J’entendrai les savants qu’a formés leur génie ;
Ils partagent entr’eux la Nature infinie,
Et dans son vaste empire ils règnent tous en paix :
Chacun soulève un coin de ses voiles épais.
Sans ombre, ô Vérité ! tu veux qu’on te contemple,
Le sphinx n’est plus assis sur le seuil de ton temple ;
Tout ce que tu cachas se montre à tous les yeux.
Le divin Esculape égaré dans ces lieux,
D’un art trop insulté révélant les mystères,
Vient demander aux fleurs quelques sucs salutaires.
Ces filles du printemps ne les refusent pas,
Et leurs bienfaits sans nombre égalent leurs appas.

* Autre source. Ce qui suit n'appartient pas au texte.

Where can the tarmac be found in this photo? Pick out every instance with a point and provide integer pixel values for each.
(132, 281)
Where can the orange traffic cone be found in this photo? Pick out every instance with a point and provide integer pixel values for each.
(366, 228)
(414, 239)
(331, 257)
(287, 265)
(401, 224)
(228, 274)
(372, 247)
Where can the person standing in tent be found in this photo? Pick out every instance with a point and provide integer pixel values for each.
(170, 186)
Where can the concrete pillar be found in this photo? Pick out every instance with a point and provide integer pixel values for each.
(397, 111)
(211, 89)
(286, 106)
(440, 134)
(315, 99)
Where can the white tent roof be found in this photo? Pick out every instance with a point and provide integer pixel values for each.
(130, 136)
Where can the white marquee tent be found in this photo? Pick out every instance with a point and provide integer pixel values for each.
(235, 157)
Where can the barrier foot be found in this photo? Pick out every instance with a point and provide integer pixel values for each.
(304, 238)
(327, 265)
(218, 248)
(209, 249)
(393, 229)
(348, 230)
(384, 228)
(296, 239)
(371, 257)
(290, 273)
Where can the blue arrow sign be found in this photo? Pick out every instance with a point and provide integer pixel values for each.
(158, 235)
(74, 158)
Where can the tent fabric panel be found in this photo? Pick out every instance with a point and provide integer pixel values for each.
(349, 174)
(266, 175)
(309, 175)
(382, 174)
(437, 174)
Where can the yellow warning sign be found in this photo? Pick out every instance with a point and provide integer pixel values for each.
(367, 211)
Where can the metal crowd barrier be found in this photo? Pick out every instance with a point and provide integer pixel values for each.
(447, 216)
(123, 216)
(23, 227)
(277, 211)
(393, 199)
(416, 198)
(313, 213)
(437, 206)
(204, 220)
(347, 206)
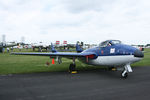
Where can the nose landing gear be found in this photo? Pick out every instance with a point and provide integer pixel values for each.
(127, 68)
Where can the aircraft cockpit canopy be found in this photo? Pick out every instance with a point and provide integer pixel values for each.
(109, 43)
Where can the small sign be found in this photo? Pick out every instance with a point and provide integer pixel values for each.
(112, 50)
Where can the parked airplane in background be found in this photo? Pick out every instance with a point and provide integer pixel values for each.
(110, 53)
(9, 44)
(40, 46)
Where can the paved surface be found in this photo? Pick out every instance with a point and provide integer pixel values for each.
(86, 85)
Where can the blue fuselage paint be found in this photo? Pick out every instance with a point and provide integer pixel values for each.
(116, 54)
(119, 49)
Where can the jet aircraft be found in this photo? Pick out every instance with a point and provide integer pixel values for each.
(110, 53)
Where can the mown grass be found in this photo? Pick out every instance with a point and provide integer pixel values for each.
(13, 64)
(146, 59)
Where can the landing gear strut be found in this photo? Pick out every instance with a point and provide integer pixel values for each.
(127, 68)
(72, 67)
(124, 74)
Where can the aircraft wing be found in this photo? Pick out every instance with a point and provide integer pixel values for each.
(61, 54)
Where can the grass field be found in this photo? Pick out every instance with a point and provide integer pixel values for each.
(13, 64)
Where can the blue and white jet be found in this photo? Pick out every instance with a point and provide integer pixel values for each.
(110, 53)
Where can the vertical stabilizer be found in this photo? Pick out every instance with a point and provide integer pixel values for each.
(78, 48)
(53, 48)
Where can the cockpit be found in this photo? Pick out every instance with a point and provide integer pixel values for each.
(109, 43)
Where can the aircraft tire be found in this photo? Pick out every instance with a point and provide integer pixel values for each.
(72, 67)
(125, 75)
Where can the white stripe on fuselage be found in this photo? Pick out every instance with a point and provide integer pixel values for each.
(113, 60)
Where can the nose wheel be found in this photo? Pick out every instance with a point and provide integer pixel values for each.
(127, 68)
(124, 74)
(72, 68)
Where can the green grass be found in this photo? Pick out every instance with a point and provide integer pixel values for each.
(13, 64)
(145, 61)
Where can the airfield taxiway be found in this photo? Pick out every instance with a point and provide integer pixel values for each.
(86, 85)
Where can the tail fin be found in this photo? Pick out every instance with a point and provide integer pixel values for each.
(78, 48)
(53, 48)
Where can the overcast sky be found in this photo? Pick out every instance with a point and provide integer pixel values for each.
(91, 21)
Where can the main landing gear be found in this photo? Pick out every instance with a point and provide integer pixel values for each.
(127, 68)
(72, 67)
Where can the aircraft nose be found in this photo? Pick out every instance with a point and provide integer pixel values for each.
(138, 53)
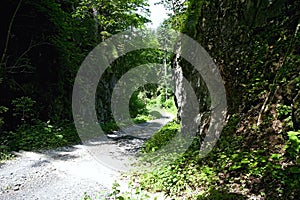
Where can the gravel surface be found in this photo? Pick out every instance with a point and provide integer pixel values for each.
(69, 172)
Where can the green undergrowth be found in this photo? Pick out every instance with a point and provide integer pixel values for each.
(161, 138)
(232, 170)
(39, 136)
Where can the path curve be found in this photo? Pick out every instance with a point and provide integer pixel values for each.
(68, 172)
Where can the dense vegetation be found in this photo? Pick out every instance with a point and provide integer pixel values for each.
(255, 45)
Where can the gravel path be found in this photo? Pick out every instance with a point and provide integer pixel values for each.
(69, 172)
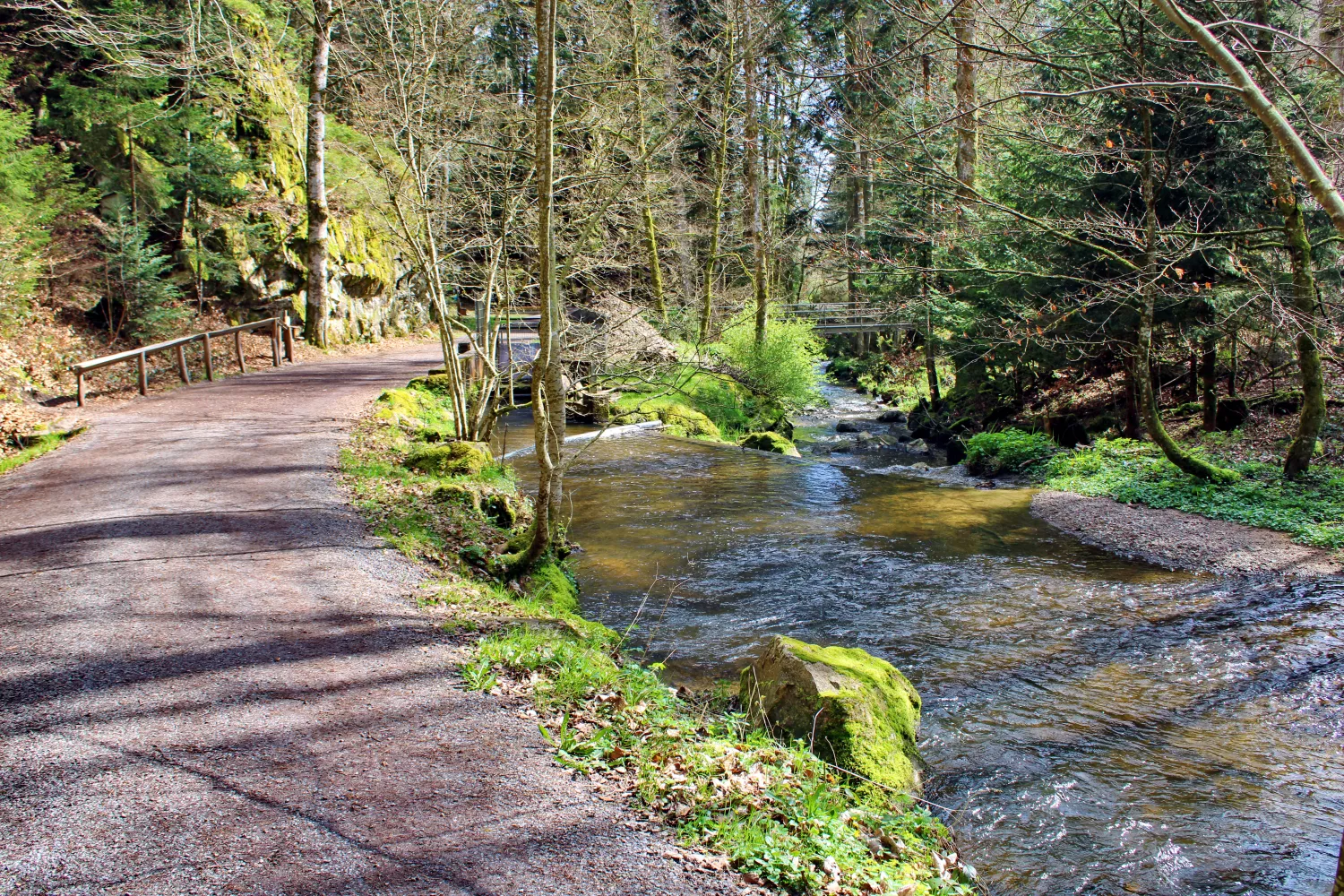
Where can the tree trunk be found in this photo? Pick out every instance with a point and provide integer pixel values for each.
(1147, 308)
(1312, 417)
(720, 171)
(1209, 378)
(964, 30)
(1132, 424)
(650, 233)
(1304, 312)
(547, 375)
(314, 311)
(753, 180)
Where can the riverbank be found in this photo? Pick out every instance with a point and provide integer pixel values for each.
(1182, 540)
(773, 813)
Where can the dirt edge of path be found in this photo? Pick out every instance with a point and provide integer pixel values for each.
(1182, 540)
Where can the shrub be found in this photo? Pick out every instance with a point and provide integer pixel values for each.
(782, 368)
(1007, 452)
(1309, 508)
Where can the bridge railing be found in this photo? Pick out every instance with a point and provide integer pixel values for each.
(280, 331)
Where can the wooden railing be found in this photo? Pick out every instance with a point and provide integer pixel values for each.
(844, 317)
(280, 332)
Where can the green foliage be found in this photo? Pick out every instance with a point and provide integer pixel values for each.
(449, 458)
(1309, 508)
(35, 449)
(37, 190)
(782, 368)
(1011, 450)
(773, 443)
(142, 303)
(776, 810)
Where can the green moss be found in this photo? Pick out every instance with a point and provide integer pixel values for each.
(35, 449)
(449, 458)
(1309, 508)
(871, 728)
(1007, 452)
(553, 586)
(773, 443)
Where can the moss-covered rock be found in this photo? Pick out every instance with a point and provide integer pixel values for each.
(690, 421)
(854, 708)
(773, 443)
(449, 458)
(433, 383)
(553, 587)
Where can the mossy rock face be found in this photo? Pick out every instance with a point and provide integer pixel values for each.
(854, 708)
(433, 383)
(449, 458)
(690, 421)
(773, 443)
(403, 406)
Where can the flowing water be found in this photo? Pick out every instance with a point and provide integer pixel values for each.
(1090, 724)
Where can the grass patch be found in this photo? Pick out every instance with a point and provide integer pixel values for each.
(1311, 509)
(771, 810)
(37, 447)
(1008, 452)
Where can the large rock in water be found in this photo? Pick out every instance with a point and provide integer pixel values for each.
(855, 710)
(774, 443)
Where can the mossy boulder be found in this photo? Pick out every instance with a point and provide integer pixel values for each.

 Ainsi donc que les fleurs, charme de votre asile,
Ne frappent point vos yeux d’un éclat inutile.
À l’entour un essaim bourdonne sourdement ;
C’est là que, pénétré d’un double enchantement,
Vous lisez, au doux bruit de la ruche agitée,
Ces vers plus doux encore où gémit Aristée.
C’est là qu’on rit parfois, Réaumur à la main,
Des aimables erreurs du poëte romain.